I’m trying to understand how the shortcuts work in neural networks models (e.g., ResNet models) implemented using Pytorch.
I’m trying the following ResNet block found on a github repository:
class BasicBlock(nn.Module):
expansion = 1
def __init__(self, in_planes, planes, stride=1,
shortcut_enabled = True,
device='cuda'
):
super(BasicBlock, self).__init__()
self.shortcut_enabled = shortcut_enabled
self.conv1 = nn.Conv2d(in_planes, planes,
kernel_size=3,
stride=stride, padding=1, bias=False,
device=device)
self.bn1 = nn.BatchNorm2d(planes, device=device)
self.conv2 = nn.Conv2d(planes, planes,
kernel_size=3,
stride=1, padding=1, bias=False,
device=device)
self.bn2 = nn.BatchNorm2d(planes, device=device)
if self.shortcut_enabled:
self.shortcut = nn.Sequential()
if stride != 1 or in_planes != self.expansion*planes:
self.shortcut = nn.Sequential(nn.Conv2d(in_planes, self.expansion*planes,kernel_size=1, stride=stride, bias=False, device=device),nn.BatchNorm2d(self.expansion*planes,device=device)
)
def forward(self, x, verbose=0):
out = F.relu(self.bn1(self.conv1(x)))
out = self.bn2(self.conv2(out))
if self.shortcut_enabled:
out += self.shortcut(x)
out = F.relu(out)
return out
This block of code runs (both in learning and evaluation mode) without any problem.
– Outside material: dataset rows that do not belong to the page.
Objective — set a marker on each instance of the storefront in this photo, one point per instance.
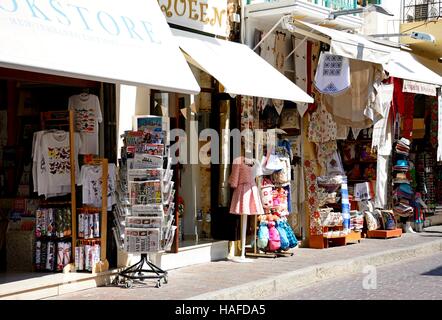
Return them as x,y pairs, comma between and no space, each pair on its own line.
54,56
347,154
128,62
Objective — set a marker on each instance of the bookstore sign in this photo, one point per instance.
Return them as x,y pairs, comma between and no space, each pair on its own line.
209,16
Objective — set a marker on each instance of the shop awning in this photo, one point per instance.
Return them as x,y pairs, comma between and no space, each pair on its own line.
100,40
404,65
240,70
353,46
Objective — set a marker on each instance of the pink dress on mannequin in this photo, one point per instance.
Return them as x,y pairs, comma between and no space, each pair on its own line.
246,199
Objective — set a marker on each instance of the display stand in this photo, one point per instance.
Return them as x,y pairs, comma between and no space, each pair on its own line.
242,258
147,187
327,238
384,234
65,120
103,265
323,242
136,272
257,254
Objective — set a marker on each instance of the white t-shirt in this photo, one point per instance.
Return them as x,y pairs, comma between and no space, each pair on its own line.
54,172
87,114
91,180
39,172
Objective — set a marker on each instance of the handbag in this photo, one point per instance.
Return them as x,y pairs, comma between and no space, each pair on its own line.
293,242
273,163
274,238
285,243
263,236
389,222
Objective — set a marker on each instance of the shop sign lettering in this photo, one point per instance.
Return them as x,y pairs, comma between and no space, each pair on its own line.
419,88
58,16
209,16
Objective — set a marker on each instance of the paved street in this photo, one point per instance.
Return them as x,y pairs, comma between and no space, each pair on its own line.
418,279
188,282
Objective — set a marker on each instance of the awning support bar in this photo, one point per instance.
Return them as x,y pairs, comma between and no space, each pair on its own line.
269,32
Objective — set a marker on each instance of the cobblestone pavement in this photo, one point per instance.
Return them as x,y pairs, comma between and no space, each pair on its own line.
200,279
417,279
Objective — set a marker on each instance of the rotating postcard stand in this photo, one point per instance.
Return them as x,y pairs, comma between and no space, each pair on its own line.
149,197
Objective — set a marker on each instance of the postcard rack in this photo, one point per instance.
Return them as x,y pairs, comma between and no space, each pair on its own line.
64,120
148,212
100,237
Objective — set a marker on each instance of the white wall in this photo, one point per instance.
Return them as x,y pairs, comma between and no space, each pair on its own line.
376,23
131,101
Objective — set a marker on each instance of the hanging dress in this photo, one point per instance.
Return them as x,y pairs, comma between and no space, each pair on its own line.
245,199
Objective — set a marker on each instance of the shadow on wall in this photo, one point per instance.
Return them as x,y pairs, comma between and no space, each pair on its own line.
434,272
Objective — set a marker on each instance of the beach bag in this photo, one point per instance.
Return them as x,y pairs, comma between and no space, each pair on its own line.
389,222
263,236
274,239
285,244
273,163
267,193
293,242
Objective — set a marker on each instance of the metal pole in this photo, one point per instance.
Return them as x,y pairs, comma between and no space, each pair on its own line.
269,32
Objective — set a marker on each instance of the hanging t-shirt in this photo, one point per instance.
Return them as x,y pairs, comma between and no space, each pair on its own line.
333,74
87,113
91,180
54,172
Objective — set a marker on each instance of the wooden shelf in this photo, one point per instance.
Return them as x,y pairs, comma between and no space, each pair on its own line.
384,234
357,141
321,242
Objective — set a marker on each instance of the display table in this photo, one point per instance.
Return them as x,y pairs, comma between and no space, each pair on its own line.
384,234
323,241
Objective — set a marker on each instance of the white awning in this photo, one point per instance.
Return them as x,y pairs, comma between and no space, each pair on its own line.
404,65
353,46
240,70
102,40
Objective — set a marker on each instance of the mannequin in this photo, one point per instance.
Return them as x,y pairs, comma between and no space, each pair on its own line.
245,200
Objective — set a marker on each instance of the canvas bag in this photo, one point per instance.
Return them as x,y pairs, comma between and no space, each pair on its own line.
263,236
274,238
293,242
285,243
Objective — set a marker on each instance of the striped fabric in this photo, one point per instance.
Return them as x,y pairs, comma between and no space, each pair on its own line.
345,204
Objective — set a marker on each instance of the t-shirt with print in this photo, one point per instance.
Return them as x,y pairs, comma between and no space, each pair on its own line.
39,170
87,114
91,180
55,153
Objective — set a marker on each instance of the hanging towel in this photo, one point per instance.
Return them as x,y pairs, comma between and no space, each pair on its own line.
333,74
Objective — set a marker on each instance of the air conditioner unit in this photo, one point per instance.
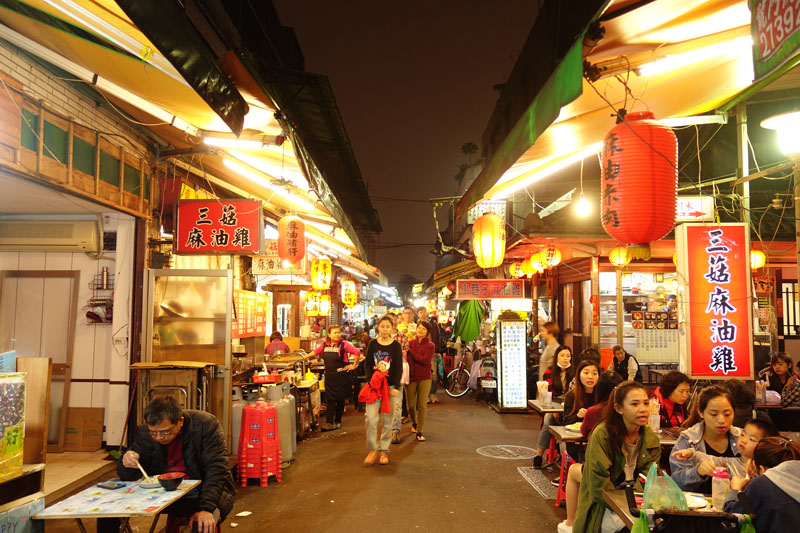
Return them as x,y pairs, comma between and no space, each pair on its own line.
49,235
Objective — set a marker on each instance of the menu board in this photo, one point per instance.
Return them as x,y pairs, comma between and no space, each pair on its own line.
657,345
512,390
250,314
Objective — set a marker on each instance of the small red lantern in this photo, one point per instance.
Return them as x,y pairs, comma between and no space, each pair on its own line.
489,240
550,256
311,305
349,293
321,274
619,256
324,304
640,182
291,238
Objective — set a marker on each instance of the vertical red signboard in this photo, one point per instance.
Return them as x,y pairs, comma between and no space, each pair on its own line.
219,227
715,300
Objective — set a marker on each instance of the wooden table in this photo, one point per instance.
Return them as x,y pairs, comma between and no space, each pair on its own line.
552,407
124,503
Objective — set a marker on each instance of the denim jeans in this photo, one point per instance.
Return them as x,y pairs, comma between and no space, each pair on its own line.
372,414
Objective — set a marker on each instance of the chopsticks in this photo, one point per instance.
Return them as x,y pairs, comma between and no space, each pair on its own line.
147,478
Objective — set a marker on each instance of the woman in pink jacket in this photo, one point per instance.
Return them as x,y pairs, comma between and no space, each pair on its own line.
420,355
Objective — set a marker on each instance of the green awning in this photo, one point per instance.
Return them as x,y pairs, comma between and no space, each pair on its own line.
563,86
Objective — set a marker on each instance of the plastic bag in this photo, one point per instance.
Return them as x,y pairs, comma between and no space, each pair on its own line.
640,525
748,526
661,492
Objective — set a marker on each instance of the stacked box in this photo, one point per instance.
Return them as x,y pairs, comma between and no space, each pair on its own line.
12,423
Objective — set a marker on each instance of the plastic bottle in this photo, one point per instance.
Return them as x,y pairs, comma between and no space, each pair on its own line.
720,485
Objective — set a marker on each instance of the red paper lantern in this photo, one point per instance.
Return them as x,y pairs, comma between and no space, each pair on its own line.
489,240
640,182
324,304
291,238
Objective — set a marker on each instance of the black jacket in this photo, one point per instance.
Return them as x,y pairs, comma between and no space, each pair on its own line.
204,454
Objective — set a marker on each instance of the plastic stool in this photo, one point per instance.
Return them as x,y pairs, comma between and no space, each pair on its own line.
566,462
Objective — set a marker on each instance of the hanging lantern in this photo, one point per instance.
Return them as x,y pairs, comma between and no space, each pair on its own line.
550,256
640,182
311,305
349,293
324,304
757,259
321,274
489,240
291,238
537,264
619,256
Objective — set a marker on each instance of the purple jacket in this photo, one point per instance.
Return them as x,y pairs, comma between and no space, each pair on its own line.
419,359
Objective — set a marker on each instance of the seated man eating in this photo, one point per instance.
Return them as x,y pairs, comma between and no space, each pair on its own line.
174,440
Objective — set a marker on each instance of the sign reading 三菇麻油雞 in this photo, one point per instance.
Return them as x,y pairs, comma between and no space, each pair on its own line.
715,301
773,28
269,263
485,289
219,227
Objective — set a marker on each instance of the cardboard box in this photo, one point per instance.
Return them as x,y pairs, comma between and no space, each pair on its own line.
84,429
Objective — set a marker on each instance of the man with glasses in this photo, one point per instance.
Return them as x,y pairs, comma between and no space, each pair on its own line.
174,440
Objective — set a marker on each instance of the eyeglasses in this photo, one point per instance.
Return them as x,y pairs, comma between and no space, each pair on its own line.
162,433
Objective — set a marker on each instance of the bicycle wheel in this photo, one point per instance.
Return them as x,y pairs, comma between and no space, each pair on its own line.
457,381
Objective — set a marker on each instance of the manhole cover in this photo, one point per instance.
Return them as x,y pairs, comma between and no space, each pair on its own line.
503,451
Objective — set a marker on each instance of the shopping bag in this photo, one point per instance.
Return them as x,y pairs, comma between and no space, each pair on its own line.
748,526
640,525
661,492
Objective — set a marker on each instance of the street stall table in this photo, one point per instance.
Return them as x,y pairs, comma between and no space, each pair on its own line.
124,503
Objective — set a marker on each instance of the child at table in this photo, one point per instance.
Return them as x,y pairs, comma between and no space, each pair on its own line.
754,430
775,491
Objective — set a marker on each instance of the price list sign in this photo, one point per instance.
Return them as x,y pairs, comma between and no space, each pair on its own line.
511,361
250,319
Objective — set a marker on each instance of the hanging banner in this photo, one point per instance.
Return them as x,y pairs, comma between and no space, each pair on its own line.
714,301
250,314
209,227
269,263
485,289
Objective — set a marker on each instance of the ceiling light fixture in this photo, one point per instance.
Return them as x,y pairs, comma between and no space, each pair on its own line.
264,181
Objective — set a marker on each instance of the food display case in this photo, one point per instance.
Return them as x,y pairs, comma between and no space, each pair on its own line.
188,318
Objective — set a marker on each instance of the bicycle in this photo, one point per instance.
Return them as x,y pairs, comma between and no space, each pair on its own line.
458,378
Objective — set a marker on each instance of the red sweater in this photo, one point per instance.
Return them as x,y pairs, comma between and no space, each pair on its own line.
376,389
420,355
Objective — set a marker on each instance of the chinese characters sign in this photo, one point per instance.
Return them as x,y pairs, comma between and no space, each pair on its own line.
219,227
512,385
716,279
250,318
773,26
269,262
484,289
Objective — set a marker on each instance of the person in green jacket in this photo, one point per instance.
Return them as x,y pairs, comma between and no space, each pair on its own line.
619,449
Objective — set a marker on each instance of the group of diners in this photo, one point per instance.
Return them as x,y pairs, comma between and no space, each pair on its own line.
614,412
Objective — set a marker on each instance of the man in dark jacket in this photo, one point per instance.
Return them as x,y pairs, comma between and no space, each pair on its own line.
173,440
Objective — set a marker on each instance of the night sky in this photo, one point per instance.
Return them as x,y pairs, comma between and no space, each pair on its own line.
413,81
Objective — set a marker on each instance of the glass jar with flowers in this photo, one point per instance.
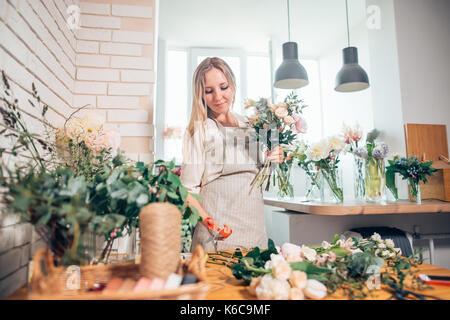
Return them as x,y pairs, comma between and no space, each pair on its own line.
411,169
325,156
277,124
352,135
374,176
313,177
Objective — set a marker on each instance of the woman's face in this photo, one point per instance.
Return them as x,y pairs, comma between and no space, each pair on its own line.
218,94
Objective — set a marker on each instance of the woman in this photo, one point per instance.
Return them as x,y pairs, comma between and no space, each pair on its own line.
218,167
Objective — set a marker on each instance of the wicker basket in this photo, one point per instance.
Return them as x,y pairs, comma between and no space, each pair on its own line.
73,283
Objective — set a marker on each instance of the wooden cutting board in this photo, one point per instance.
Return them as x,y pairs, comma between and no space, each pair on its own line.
428,142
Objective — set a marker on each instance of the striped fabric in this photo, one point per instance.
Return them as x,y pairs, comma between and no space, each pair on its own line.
229,199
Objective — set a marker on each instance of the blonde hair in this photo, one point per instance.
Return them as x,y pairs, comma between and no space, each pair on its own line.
200,110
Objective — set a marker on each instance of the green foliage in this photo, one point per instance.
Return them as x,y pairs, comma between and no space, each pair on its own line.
89,193
411,169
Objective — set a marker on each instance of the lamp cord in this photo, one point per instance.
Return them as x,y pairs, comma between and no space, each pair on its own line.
289,23
348,29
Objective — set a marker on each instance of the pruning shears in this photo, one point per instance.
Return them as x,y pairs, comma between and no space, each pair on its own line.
216,236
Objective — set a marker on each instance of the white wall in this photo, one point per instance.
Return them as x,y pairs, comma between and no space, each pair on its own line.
348,107
423,42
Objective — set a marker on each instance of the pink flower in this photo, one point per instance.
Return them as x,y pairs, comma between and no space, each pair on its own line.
288,120
300,124
289,249
281,112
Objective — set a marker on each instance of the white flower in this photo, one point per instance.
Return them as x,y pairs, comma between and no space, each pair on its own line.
390,243
309,253
318,151
282,270
336,143
290,249
375,237
325,245
275,259
296,294
253,284
298,279
315,289
353,251
281,112
385,253
288,120
270,288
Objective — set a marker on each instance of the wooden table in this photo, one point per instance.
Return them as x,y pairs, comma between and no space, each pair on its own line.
360,208
224,286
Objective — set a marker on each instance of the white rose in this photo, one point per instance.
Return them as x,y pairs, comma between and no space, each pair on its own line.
309,253
296,294
270,288
253,284
282,270
315,289
298,279
281,112
290,249
381,246
325,244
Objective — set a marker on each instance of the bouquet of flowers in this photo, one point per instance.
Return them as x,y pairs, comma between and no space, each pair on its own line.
410,169
374,154
324,155
352,136
277,125
353,265
84,145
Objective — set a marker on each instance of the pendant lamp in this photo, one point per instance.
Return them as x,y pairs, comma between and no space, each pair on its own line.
290,74
351,77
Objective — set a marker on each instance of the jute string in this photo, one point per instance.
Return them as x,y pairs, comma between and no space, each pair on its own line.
160,228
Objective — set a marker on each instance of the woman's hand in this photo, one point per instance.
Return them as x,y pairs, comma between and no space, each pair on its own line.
276,155
212,228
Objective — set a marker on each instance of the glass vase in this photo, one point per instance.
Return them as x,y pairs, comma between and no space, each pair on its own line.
186,236
375,179
314,186
414,191
358,178
282,175
332,185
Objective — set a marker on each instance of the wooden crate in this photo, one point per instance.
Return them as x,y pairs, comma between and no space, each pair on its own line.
54,283
429,142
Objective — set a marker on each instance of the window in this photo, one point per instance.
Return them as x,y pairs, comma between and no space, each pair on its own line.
253,80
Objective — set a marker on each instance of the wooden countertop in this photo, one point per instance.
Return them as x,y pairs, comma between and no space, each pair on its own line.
359,208
224,286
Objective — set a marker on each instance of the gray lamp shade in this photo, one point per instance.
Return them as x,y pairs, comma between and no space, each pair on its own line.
351,77
290,74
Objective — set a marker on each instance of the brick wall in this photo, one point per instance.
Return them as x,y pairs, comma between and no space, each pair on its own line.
107,63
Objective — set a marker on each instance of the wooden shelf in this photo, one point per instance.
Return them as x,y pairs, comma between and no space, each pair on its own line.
360,208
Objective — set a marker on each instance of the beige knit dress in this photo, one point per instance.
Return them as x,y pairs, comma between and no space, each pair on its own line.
230,161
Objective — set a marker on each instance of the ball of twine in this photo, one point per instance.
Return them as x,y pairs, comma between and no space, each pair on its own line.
160,228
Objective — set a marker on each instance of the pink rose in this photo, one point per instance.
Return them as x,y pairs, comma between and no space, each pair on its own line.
288,120
300,124
281,112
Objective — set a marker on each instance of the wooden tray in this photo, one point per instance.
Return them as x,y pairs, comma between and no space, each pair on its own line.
60,283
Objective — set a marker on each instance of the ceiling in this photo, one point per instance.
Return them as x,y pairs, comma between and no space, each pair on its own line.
315,24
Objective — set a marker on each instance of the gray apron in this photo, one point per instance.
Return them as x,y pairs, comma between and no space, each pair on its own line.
229,199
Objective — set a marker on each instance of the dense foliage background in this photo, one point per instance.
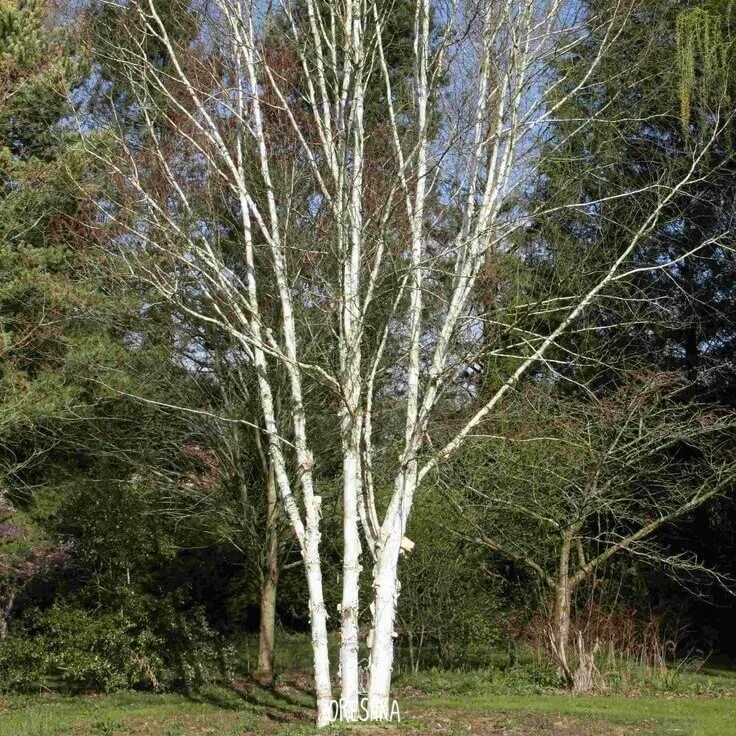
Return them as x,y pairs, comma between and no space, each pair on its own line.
132,532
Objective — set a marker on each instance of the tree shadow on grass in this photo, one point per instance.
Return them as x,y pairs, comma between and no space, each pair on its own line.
287,699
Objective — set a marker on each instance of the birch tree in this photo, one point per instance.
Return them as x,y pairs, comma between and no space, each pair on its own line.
353,251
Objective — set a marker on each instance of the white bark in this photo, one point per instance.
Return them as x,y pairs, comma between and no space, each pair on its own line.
454,157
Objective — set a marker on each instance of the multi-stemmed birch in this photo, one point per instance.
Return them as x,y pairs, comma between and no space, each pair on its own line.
368,239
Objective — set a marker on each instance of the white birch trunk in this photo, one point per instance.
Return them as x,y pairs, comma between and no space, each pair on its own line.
351,581
386,592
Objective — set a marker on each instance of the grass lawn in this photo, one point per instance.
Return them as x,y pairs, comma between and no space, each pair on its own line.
249,709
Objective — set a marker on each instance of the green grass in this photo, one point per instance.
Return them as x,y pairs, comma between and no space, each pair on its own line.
510,702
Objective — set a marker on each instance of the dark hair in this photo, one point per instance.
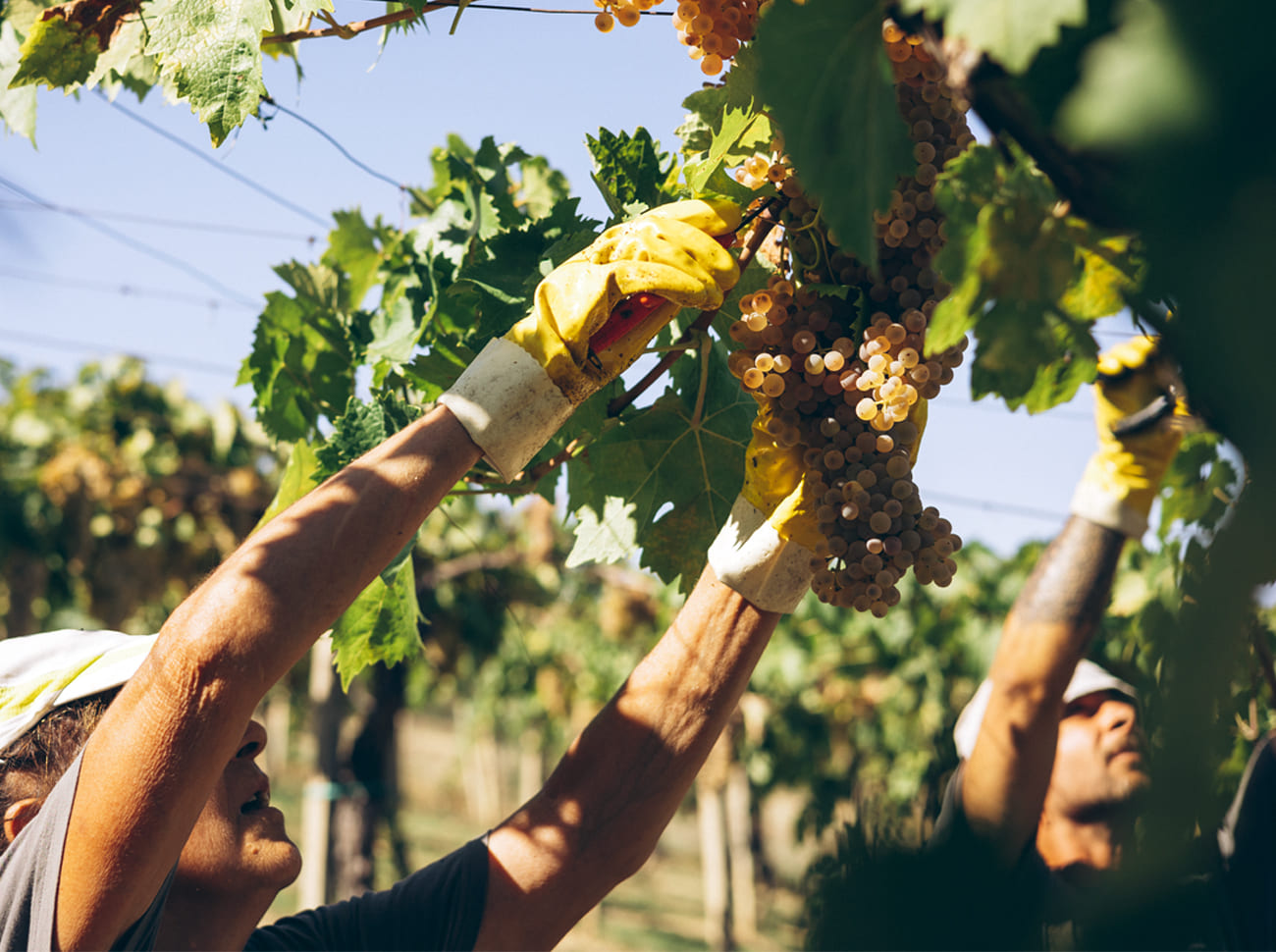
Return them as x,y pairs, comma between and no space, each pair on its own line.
33,764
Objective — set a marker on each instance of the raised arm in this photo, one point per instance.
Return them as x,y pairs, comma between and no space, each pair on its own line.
603,810
1054,616
611,795
160,753
160,749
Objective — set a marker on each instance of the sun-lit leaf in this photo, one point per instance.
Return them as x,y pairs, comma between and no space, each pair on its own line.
824,73
611,536
381,627
17,103
300,475
629,170
679,463
211,51
58,52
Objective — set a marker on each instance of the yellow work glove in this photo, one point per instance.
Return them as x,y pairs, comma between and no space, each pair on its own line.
591,318
1140,428
766,549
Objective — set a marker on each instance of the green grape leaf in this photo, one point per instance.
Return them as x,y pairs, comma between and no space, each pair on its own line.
379,627
58,52
124,60
706,107
679,462
707,178
356,249
1109,273
434,372
211,52
611,536
543,187
1011,32
824,72
17,103
1030,356
629,170
300,475
1030,280
1198,487
741,134
305,349
395,332
362,428
1115,107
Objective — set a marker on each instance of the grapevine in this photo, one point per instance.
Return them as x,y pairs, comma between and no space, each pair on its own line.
836,352
713,29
However, since it makes an inplace operation on a Tensor, i.e. out += self.shortcut(x)
, I expected an error like one of the variables needed for gradient computation has been modified by an inplace operation
, as in other similar models that I tested in the past.
I would understand when, in Pytorch, an inplace operation can be made and when it is not allowed.
why can Resnet Block use in-place operation and It works when training.